Protecting sensitive data increases customer trust and
loyalty, reduces legal liability, and helps meet regulatory
requirements for data security. Examples of databases
that might contain sensitive information are Oracle
Database, IBM DB2, Microsoft SQL Server, MySQL,
and Microsoft Access. Regardless of the disk or folder
encryption technology that might be used, the actual
data should be encrypted to prevent loss
Full disclosure: I'm an intern at Townsend Security.
Without additional detail I fail to understand how your TDE setup will protect data in case it is lost or stolen.
If you are not using full disk encryption (via Bitlocker, Truecrypt, etc) then I as an attacker in physical possession of your hardware can easily reset the local admin password, boot up the laptop and access the SQL Server instance with the local admin credentials. At that point I am a sysadmin on the database server and am able to extract any data I want or to turn off TDE.
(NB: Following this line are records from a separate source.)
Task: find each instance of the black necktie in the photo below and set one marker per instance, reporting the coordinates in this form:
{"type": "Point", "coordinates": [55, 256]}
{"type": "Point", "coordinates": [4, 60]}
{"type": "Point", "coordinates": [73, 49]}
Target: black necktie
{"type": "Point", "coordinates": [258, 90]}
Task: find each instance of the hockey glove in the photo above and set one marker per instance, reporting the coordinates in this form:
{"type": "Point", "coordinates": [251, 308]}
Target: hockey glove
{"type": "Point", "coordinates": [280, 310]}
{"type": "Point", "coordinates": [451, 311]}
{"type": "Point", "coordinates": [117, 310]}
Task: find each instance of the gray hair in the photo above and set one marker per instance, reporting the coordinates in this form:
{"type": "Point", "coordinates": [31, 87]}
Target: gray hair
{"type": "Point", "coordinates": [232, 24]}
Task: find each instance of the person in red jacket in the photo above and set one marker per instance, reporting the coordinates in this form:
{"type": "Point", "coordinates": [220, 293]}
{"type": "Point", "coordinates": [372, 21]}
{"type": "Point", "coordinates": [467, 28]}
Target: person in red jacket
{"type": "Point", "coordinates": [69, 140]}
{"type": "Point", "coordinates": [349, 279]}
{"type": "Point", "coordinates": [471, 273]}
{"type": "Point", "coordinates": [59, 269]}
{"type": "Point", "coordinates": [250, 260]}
In addition since all of the encryption keys and certificates are stored locally it is relatively easy for an attacker in physical possession of the device to gain access to them. TDE is only meaningful for data protection when you physically separate the Database Encryption Key protectors (stored in the master database) from the encrypted database.
If you are using full disk encryption than the usage of TDE is not providing any additional deterrent to an attacker and is only adversely affecting system performance of your developers laptops.
You're right - what you want is a cryptographic provider, and you're right that there's none out there yet.
If you're going to the PASS Summit in November, talk to JC Cannon from Microsoft. He's doing a session on compliance, and he's the head of the SQL Server Compliance group. He's tied into the vendors that are currently working on building cryptographic providers, and he may be able to talk to you about vendor names. Right now they haven't come out publicly to announce who's doing it yet.